Quando olhavam para o céu, o que pensavam outros povos, além dos europeus? Os nomes das constelações vêm da mitologia grega, mas a cultura brasileira é formada também pelos saberes dos indígenas, que já estavam aqui quando os europeus chegaram em suas caravelas, e dos africanos que foram trazidos à força. Alan acredita que muitas vezes uma parte importante da história se perde: as vozes de povos que são silenciados, pelo racismo e pela colonização.

O Brasil tem uma plataforma de lançamento de satélites em Alcântara, no Maranhão, que é muito importante para a representação da ciência no nosso país, mas foi construída em um território quilombola. São escolhas como essa que, se fossem feitas com o olhar sociocientífico, poderiam ter rumos diferentes.

A árvore genealógica nos mostra quem são nossos parentes próximos e quem foram nossos antepassados, como bisavós e tataravós. A palavra “ancestralidade” é uma forma respeitosa de honrar, relembrar e saudar os antepassados e traz a sabedoria das gerações anteriores à nossa existência. O presente e o futuro são compreendidos através do passado.

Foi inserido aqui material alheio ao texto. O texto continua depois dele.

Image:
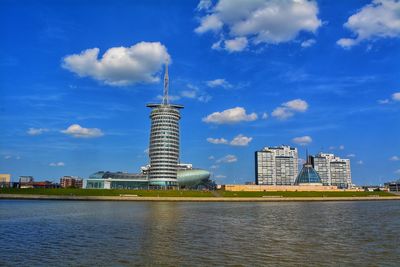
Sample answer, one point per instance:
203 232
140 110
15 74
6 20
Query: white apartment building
276 165
333 170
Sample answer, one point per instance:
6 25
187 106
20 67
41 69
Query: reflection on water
198 234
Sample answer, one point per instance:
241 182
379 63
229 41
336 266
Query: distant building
276 165
333 170
5 180
308 176
393 186
26 181
71 181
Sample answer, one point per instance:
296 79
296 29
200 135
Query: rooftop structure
307 175
164 140
276 165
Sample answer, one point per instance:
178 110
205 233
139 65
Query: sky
319 75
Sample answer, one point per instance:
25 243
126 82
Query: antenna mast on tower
166 85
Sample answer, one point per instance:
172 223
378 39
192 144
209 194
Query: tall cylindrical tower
164 141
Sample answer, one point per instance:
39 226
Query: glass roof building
308 176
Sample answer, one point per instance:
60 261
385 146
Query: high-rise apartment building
333 170
276 165
164 141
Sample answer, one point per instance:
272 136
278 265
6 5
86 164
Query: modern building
276 165
308 176
71 181
26 181
333 170
5 180
393 186
187 177
164 140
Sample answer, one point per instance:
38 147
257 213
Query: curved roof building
164 141
308 176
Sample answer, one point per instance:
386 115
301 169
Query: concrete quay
194 199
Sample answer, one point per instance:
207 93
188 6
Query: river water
65 233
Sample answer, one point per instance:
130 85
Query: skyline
313 75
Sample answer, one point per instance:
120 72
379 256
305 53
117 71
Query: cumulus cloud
57 164
396 96
227 159
36 131
236 45
217 141
241 140
230 116
380 19
288 109
302 140
219 83
120 66
260 21
77 131
308 43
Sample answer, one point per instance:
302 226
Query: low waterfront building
276 165
308 176
71 181
393 186
333 170
5 180
187 177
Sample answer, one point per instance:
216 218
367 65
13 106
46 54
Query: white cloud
36 131
236 45
217 141
380 19
288 109
296 105
241 140
264 116
57 164
384 101
308 43
227 159
204 5
396 96
77 131
233 115
209 23
259 21
302 140
120 66
219 83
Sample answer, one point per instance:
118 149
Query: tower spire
166 85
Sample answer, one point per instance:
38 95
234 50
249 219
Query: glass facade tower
164 141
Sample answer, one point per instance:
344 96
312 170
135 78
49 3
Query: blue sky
76 76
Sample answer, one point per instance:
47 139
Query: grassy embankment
184 193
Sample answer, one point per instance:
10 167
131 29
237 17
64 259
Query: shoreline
192 199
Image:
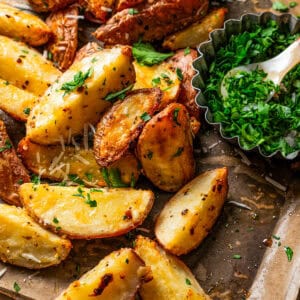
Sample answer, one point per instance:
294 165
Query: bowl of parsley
246 116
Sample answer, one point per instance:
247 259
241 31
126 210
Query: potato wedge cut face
122 124
116 277
165 148
77 98
74 164
87 213
189 215
25 67
172 279
24 243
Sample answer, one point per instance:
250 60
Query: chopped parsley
145 54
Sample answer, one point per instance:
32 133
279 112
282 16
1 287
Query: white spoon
275 68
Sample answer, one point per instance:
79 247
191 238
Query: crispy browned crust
187 94
12 171
64 25
151 23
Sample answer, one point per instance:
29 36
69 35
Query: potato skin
12 171
24 243
25 27
188 216
25 67
64 43
165 148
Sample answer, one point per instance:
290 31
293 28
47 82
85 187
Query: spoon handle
279 66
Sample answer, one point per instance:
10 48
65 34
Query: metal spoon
275 68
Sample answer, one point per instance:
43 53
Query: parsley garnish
118 95
77 82
145 54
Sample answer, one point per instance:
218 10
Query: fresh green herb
145 54
26 111
178 152
289 253
133 11
7 146
179 74
280 6
77 82
118 95
145 117
175 116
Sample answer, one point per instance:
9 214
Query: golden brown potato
24 243
16 102
197 33
22 26
12 172
25 67
117 277
165 148
172 279
82 213
78 97
76 163
161 76
189 215
153 22
122 124
49 5
64 25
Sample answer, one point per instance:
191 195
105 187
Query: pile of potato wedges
98 116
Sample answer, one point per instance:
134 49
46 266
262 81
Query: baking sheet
238 230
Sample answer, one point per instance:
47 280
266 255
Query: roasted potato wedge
83 213
77 98
49 5
62 48
25 27
165 148
25 67
116 277
56 164
189 215
172 279
24 243
162 76
196 33
153 22
122 124
16 102
12 172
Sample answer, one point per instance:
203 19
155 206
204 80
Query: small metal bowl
219 38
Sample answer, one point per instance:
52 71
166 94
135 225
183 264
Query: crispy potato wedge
196 33
25 67
12 171
165 148
116 277
24 243
16 102
56 164
49 5
25 27
172 279
62 48
153 22
77 98
189 215
86 213
162 76
122 124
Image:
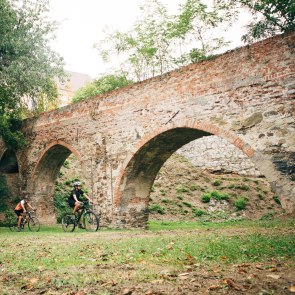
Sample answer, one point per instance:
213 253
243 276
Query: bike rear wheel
90 221
34 224
68 223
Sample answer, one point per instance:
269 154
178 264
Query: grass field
170 258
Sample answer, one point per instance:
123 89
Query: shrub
216 182
187 204
198 212
243 187
205 198
277 200
267 216
232 185
240 203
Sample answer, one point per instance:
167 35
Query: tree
101 85
160 42
271 17
27 64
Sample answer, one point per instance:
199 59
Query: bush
187 204
240 203
205 198
216 182
277 200
198 212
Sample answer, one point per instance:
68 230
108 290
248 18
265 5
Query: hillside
183 192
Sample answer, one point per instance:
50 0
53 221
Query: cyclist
21 208
76 197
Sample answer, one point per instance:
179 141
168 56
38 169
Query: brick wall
245 96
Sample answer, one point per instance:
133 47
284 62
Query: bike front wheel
68 223
91 221
34 224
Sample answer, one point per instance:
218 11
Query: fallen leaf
214 287
233 285
276 277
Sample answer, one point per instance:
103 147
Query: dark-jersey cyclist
21 208
77 196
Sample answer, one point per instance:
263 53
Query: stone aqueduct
122 138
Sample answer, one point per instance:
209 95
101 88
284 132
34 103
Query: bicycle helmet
77 183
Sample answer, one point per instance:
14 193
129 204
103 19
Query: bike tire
13 227
68 223
90 221
34 224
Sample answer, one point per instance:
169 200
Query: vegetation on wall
27 65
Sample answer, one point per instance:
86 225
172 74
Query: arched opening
45 179
141 182
8 162
142 170
9 181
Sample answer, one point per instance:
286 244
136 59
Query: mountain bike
88 219
32 221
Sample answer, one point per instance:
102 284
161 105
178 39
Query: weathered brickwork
216 155
122 138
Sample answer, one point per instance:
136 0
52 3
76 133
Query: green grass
65 262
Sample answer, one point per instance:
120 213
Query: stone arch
143 164
44 177
9 166
9 162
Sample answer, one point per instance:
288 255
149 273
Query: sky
82 23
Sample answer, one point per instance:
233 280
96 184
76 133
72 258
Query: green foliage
187 204
277 200
240 203
216 182
156 208
217 195
205 198
159 42
27 65
267 216
271 17
198 212
102 85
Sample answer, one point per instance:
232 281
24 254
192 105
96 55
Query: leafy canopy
271 17
27 65
159 42
101 85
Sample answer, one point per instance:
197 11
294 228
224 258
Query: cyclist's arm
29 205
75 198
22 203
87 197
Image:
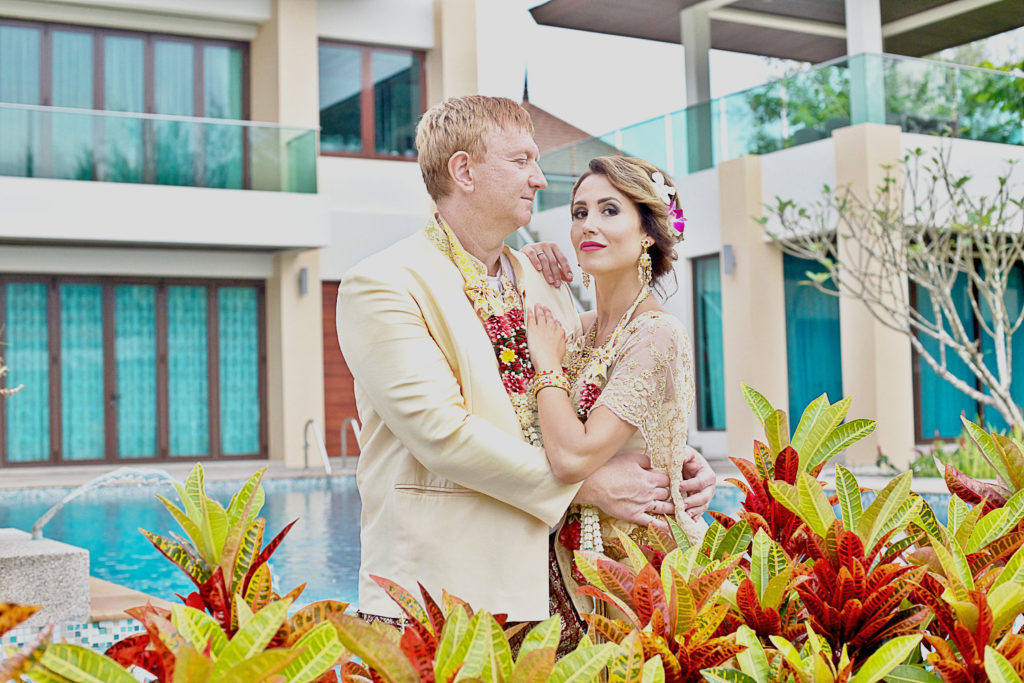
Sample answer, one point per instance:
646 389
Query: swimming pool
323 548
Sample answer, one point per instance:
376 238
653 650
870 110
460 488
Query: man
454 495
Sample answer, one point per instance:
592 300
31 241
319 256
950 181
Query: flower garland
589 367
503 321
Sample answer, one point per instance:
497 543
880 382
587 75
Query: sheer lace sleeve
650 385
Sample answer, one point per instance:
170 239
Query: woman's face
606 230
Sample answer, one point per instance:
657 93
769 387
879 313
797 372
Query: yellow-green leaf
850 503
626 665
546 634
885 504
1007 603
534 667
582 665
199 629
83 665
318 649
998 669
1013 572
753 659
777 431
814 504
376 650
253 637
841 438
886 658
759 404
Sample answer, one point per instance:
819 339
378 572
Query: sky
596 82
600 83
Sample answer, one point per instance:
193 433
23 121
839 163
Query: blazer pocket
422 489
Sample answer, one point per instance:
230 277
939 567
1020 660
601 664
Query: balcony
105 178
920 95
115 146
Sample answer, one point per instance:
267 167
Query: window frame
212 286
368 131
697 357
916 360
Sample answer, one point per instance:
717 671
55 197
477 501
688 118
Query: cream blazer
453 495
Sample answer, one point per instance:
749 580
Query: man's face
507 178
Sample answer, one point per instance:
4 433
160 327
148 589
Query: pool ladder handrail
320 444
353 424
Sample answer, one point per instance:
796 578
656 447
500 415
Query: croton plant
813 582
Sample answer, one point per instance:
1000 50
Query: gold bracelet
550 378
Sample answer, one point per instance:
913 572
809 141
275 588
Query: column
877 360
753 304
694 27
285 88
452 65
863 45
295 355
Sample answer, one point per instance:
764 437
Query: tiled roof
550 131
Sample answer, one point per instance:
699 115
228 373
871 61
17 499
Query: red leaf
216 599
126 651
265 555
433 611
648 594
787 465
419 652
973 492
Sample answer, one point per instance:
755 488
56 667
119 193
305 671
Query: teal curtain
19 83
396 102
187 369
340 98
711 372
72 133
1014 301
135 357
222 99
941 404
173 83
123 91
238 310
26 352
82 395
812 337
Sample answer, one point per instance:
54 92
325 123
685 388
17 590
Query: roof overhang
805 30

Ancestralidade é fundamental para os povos indígenas e a diáspora africana, pois remete a uma conexão que não se perde, mas resiste através do contato com suas raízes.

Enquanto a Cosmologia busca explicar como tudo se formou no universo, a pesquisa de Alan Alves Brito trabalha agregando conhecimentos de povos como os Yanomamis, os Guaranis, os Kaingangs, além das populações de matriz africana. Um saber não se sobrepõe ao outro, uma cultura não deve ser vista como melhor do que as outras. Essa é uma preocupação social e científica, uma sociociência. A proposta é acrescentar as contribuições das culturas africanas e indígenas na ciência para se ter uma compreensão mais ampla dos fenômenos da natureza e da História.

O cientista conseguiu mobilizar a comunidade científica para que o Referencial Curricular Gaúcho, que é plano da Secretaria Estadual de Educação do Rio Grande do Sul, e o planejamento da Secretaria Municipal de Educação de Porto Alegre incluíssem temas da Educação Escolar Quilombola.